Notes on coalition-building.
At National VOAD I worked within a coalition of sixty-one disaster organizations, household names and tiny faith-based groups side by side. Coalitions do not run on org charts. Nobody reports to you. Authority, in the corporate sense, simply does not exist, and pretending otherwise is the fastest way to be ignored.
What they run on instead is trust, reciprocity, and a shared sense that the mission is bigger than any single logo. Those are not soft nice-to-haves in coalition work. They are the entire operating system. When they are present, things move. When they are absent, no amount of process compensates.
Your real job in that environment is counterintuitive. It is to lower the cost of cooperating and raise the cost of going it alone. Make it easy to share information, easy to coordinate, easy to show up. The moment cooperation becomes more annoying than working solo, your coalition is one in name only.

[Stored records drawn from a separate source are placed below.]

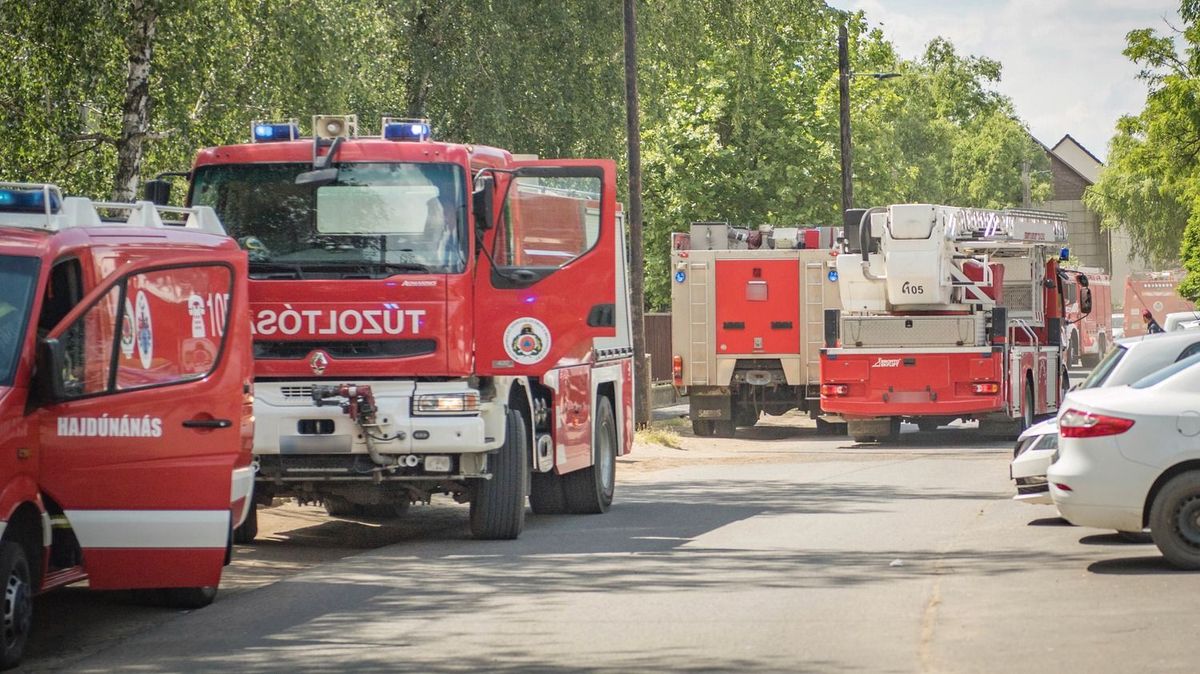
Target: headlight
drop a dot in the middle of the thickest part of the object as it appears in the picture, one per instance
(432, 404)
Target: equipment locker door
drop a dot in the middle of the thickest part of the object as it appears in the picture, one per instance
(139, 449)
(549, 287)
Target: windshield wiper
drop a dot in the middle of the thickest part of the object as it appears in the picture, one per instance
(267, 268)
(371, 270)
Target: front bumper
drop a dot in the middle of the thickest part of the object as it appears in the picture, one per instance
(287, 422)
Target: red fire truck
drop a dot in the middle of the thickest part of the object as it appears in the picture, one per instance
(1157, 292)
(124, 399)
(430, 318)
(947, 313)
(1087, 334)
(747, 312)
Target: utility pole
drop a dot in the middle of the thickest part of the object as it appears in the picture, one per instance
(636, 257)
(847, 188)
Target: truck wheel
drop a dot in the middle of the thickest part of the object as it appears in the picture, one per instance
(1175, 521)
(497, 505)
(1027, 407)
(546, 494)
(247, 530)
(589, 491)
(341, 506)
(18, 603)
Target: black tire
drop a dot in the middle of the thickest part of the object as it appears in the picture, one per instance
(745, 416)
(340, 506)
(247, 530)
(497, 505)
(1175, 521)
(546, 494)
(18, 603)
(591, 491)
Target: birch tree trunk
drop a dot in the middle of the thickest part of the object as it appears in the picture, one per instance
(136, 113)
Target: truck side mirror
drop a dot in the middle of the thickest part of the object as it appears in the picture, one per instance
(484, 203)
(157, 192)
(51, 387)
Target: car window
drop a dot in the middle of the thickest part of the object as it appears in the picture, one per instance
(1191, 350)
(1104, 368)
(1167, 372)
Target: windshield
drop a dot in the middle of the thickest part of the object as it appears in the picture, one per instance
(1151, 379)
(1104, 368)
(18, 276)
(373, 221)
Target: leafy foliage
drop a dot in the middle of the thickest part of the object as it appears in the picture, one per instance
(739, 100)
(1151, 187)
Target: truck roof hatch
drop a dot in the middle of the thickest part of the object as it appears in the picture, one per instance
(42, 206)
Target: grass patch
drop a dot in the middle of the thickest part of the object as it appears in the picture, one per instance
(659, 434)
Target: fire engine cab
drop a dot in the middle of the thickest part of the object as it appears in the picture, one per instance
(947, 313)
(124, 399)
(430, 318)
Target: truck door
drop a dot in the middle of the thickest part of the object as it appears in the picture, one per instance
(547, 287)
(139, 445)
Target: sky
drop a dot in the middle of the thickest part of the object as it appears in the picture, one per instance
(1062, 62)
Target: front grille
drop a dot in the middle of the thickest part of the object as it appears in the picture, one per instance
(364, 349)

It is slower than command-and-control, and that frustrates people who come from hierarchies. You cannot just decide; you have to bring people along. But for problems too large for any single organization, and disaster is the definition of that, the slow consensus is not a bug. It is the only thing that actually holds when tested.
I represented that coalition at the federal level, and the thing I carried into every room was that I spoke for sixty-one organizations that had chosen to coordinate, not one that had been told to. That distinction is the whole strength of the model. It is voluntary, which makes it fragile, which is exactly why it is worth tending carefully.